Although Mike’s oldest son, Greg, had been working for his father’s architecture firm for many years and everyone in the family understood that Mike would eventually transfer ownership to Greg, the company was still titled solely in Mike’s name. Carol and Greg quickly discovered that, upon Mike’s death, no one had the legal authority to sign documents on behalf of Brady Architecture & Design, thereby forcing Carol into a probate proceeding for her husband’s estate.
Because all 3 of Greg’s sons agreed to the appointment of Carol as the personal representative of their father’s estate, Carol was able to obtain the necessary documentation from the court within 6-8 weeks to serve as her husband’s personal representative (also known as the “executor”) and finally had the authority to manage the company. Had any of Mike’s sons disputed the appointment of Carol, then the process would have taken much longer and could have resulted in disastrous consequences for the Brady family. After getting her appointed as personal representative and publishing the required notice to creditors in the local newspaper, the estate attorney advised Carol that the next step in the process would be to hire an expensive business appraiser in order to determine the fair market value of Brady Architecture & Design. Then, after 9 months and thousands of dollars paid to the business appraiser and to the estate attorney, the business valuation came in at $450,000. Upon filing of the Inventory with the court as required, Carol wrote a check to the court for nearly $1,000 as the Inventory filing fee. It would be 6 more months before all required tax returns were filed and before Mike’s estate could officially conclude. Remember that Mike had no estate plan in place, so by default provisions of Wisconsin law the end result was that Brady Architecture & Design was now owned one-half by Carol, one-sixth by Greg, one-sixth by Peter and one-sixth by Bobby. Carol was happy to allow Greg to continue running the business. Peter and Bobby had never participated in their father’s business and had no interested in architecture so you can only imagine the frustrations that Greg would encounter while attempting to work with his brothers and to eventually buy out their interests!
Meanwhile, losing Mike and the stress of dealing with his estate wore on Carol’s health and she passed away several years later. Carol had designated all 6 children as the beneficiaries of her retirement accounts and life insurance policies so these passed outright upon her death to Marcia, Jan, Cindy, Greg, Peter and Bobby. Carol died with the Brady home titled solely in her name. All bank accounts and non-retirement investment accounts were titled solely in her name. Although Greg had eventually succeeded in buying out his brothers’ shares, Carol still owned half of Brady Architecture & Design. Carol’s daughters quickly learned that, before they could even hire a realtor to sell the Brady home, a probate proceeding would now be necessary for Carol’s estate.

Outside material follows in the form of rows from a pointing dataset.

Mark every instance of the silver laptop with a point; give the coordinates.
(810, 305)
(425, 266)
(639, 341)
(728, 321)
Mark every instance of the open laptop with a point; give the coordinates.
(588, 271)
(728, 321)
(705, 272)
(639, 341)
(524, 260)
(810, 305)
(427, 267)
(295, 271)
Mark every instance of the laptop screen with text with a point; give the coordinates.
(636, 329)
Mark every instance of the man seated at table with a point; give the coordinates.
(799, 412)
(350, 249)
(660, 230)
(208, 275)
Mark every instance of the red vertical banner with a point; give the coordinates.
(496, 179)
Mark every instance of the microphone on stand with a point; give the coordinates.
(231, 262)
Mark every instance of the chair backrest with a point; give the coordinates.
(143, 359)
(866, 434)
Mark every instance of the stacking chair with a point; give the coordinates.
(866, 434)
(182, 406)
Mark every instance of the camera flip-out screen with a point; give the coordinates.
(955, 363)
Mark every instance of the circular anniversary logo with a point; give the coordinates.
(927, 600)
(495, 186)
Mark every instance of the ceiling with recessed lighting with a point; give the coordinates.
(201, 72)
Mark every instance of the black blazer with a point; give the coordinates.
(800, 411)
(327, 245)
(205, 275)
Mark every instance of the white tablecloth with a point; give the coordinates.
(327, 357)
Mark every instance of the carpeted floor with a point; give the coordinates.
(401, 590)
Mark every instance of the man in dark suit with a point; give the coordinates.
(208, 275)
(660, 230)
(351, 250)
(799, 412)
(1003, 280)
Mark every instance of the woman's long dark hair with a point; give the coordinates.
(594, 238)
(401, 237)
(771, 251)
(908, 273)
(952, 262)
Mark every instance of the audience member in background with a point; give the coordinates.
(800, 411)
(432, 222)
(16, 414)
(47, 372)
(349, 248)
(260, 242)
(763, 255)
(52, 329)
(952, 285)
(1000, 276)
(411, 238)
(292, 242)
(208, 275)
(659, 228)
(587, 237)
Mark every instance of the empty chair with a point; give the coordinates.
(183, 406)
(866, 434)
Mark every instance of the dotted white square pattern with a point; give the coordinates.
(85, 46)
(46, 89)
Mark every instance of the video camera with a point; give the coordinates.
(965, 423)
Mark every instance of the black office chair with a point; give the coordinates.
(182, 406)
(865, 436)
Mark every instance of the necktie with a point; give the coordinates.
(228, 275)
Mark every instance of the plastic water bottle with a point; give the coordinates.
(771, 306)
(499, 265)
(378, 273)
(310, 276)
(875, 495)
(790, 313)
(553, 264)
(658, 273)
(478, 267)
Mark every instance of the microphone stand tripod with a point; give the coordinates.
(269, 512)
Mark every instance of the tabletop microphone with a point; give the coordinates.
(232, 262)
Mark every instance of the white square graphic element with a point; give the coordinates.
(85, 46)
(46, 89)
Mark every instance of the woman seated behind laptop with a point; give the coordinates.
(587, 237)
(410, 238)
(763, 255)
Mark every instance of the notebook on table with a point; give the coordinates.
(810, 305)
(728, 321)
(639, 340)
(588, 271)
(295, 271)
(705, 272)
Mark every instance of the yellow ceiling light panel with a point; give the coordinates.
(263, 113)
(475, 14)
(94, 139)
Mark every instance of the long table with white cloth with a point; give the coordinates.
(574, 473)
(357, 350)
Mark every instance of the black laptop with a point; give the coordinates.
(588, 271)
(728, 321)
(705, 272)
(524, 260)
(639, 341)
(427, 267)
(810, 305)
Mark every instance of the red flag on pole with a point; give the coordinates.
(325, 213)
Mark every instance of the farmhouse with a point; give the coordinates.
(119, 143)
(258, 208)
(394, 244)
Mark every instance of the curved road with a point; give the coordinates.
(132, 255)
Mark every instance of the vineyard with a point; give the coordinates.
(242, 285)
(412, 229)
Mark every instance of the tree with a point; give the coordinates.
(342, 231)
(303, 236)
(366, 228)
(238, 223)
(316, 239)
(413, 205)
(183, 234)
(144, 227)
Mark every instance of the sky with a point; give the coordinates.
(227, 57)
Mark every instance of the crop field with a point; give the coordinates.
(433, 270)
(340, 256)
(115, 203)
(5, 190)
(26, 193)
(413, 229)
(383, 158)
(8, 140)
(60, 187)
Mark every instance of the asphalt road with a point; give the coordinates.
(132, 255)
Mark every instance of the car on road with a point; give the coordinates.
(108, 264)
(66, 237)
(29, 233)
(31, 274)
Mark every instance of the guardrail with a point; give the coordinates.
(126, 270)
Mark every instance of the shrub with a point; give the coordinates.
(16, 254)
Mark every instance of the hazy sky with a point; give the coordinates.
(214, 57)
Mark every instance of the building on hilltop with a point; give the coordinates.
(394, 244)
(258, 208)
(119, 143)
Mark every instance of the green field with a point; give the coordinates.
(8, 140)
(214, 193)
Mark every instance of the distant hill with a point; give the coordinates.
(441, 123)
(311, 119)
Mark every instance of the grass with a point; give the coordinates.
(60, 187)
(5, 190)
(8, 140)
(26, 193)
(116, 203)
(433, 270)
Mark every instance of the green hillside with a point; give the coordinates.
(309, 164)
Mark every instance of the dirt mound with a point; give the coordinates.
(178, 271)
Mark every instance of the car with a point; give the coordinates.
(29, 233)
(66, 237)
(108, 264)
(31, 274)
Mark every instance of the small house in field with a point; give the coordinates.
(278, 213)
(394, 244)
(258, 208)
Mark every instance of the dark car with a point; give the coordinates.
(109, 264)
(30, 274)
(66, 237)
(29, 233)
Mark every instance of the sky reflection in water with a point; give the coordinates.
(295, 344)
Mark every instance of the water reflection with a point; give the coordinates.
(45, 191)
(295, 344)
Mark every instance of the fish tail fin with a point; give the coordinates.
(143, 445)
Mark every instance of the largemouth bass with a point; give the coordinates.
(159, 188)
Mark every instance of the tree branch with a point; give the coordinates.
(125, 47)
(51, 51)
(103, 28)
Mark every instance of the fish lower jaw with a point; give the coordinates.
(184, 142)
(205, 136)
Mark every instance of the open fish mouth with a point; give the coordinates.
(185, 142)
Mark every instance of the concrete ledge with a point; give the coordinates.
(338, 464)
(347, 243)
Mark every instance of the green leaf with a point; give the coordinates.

Carol’s probate estate consisted of the Brady home, Carol’s bank accounts, the non-retirement investment accounts, all personal property and other household goods and furnishings, and half of Brady Architecture & Design. Once again, after over a year in court and many thousands of dollars in attorney’s fees, other required professional fees and court costs, the end result was that Carol’s entire probate estate was distributed only to Marcia, Jan, and Cindy. Greg was now forced to negotiate with his step-sisters regarding buying out their interests in Brady Architecture & Design; Greg, Peter, and Bobby were all angry with their step-sisters and disappointed in Carol because they did not end up with an equal share of their parents’ estate as promised; and Cindy ended up losing half of her inheritance to her third ex-husband. In summary, the ultimate damage to the Brady family was irreparable.
Everyone needs an estate plan, but when you have a blended family estate planning is never optional. This entire unfortunate situation could have been easily avoided had Mike and Carol worked with a qualified estate planning attorney to establish a well-drafted estate plan.